We give them a background
For all the instruction, Lemlem and Garoutte were both clear that the students control the entire creative process. This year, the group has ambitions to produce a feature-length film, inspired by everything from “Even the Walls” to stories on NPR. “Some students said, ‘Let’s look at the present,’ and others said, ‘Let’s see what the future looks like,’ and even others wanted to see what the past looked like,” said Lemlem. “If they are able, they will make it into one long story about the people who live here.”

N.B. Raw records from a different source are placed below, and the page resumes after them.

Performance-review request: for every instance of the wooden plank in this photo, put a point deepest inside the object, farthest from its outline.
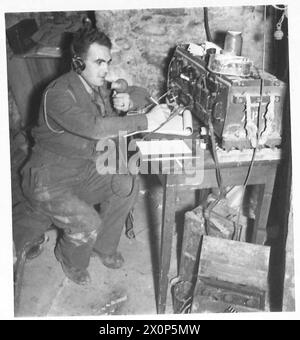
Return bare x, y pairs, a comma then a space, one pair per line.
235, 262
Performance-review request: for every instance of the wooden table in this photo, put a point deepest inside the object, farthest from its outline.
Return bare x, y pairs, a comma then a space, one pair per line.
234, 168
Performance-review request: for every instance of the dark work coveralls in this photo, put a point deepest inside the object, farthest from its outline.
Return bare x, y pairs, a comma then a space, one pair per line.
60, 181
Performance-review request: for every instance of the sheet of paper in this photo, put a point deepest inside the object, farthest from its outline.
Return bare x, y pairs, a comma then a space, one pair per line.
181, 125
163, 147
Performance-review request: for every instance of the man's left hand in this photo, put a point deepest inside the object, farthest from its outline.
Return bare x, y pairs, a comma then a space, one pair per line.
122, 102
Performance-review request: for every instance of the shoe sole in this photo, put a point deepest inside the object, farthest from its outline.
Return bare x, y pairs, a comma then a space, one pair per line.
64, 268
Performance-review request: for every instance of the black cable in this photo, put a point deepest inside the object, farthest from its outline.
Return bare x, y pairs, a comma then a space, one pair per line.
206, 25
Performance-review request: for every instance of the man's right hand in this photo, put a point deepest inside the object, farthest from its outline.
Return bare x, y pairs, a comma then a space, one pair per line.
158, 115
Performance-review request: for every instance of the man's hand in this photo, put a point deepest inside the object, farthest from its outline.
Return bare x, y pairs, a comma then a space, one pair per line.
122, 102
158, 115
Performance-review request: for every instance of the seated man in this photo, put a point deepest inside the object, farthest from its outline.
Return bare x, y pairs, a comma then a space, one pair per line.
60, 180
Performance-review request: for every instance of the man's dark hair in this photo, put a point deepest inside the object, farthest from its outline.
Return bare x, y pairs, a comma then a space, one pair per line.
86, 36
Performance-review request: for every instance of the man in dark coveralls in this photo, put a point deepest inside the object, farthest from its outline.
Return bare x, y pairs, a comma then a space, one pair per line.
60, 180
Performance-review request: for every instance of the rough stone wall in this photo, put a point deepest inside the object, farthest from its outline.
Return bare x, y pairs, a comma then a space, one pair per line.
143, 40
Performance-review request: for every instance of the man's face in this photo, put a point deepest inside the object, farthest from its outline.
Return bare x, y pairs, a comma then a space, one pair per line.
97, 62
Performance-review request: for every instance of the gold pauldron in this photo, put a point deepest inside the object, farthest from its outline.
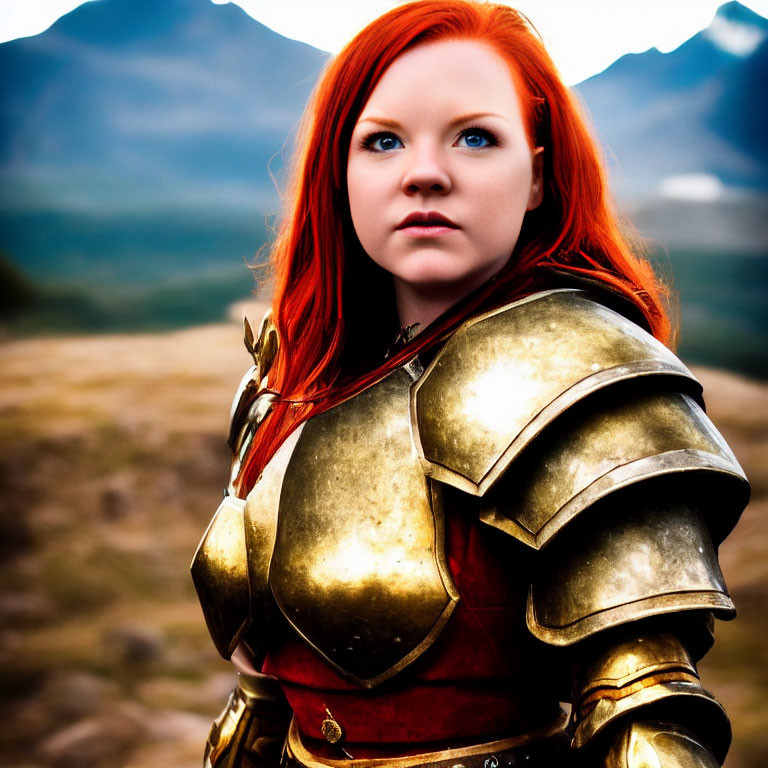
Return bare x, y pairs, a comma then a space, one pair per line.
252, 726
647, 676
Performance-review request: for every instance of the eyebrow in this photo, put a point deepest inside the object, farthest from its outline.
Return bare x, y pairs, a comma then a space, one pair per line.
386, 122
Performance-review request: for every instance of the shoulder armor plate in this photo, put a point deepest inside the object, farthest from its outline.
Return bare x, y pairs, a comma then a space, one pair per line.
358, 567
503, 376
219, 572
628, 434
635, 556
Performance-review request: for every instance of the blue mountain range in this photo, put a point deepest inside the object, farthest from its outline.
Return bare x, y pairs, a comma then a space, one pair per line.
143, 144
139, 104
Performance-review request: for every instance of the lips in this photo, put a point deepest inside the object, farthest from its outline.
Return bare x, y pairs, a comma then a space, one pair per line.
427, 219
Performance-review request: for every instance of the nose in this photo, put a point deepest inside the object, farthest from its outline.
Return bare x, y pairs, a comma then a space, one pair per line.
426, 172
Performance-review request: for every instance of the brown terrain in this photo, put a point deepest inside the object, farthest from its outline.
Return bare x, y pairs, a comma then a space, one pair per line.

Small groups have been assigned to each of the film’s three sections: past, present and future. And each group shot a series of interviews with community members and other footage, before bringing it back to the lab for editing. For the future group, this has included going to places such as South Lake Union, which underwent a similar redevelopment not long ago, to see how new communities might adapt and grow with cultural migrations. They can then make an educated guess about what the future might hold for Yesler.
The students are confident about their prowess and for good reason. Some students who have been with the program since its inception are now mentors, and many more are returning for their second or third year. Veterans are able to immediately step into their roles, such as Damain Dodson, who is primarily an editor for the past group. Though he does not step in front of the camera often, Dodson describes his job as “making sure nothing goes wrong.” Similarly, Samson Alem is the past’s self-described “Best Director.” “They all hate me now,” said Alem with a laugh while the rest of the crew prepared for a shot, “but they’re really gonna love me when this is done.”
Given the success of “Even the Walls” and “Hagereseb” at SIFF, this film could go far. Whatever the outcome, all of the students’ work will be shown Aug. 13 from 5:30 – 7 p.m. at the Frye Art Museum.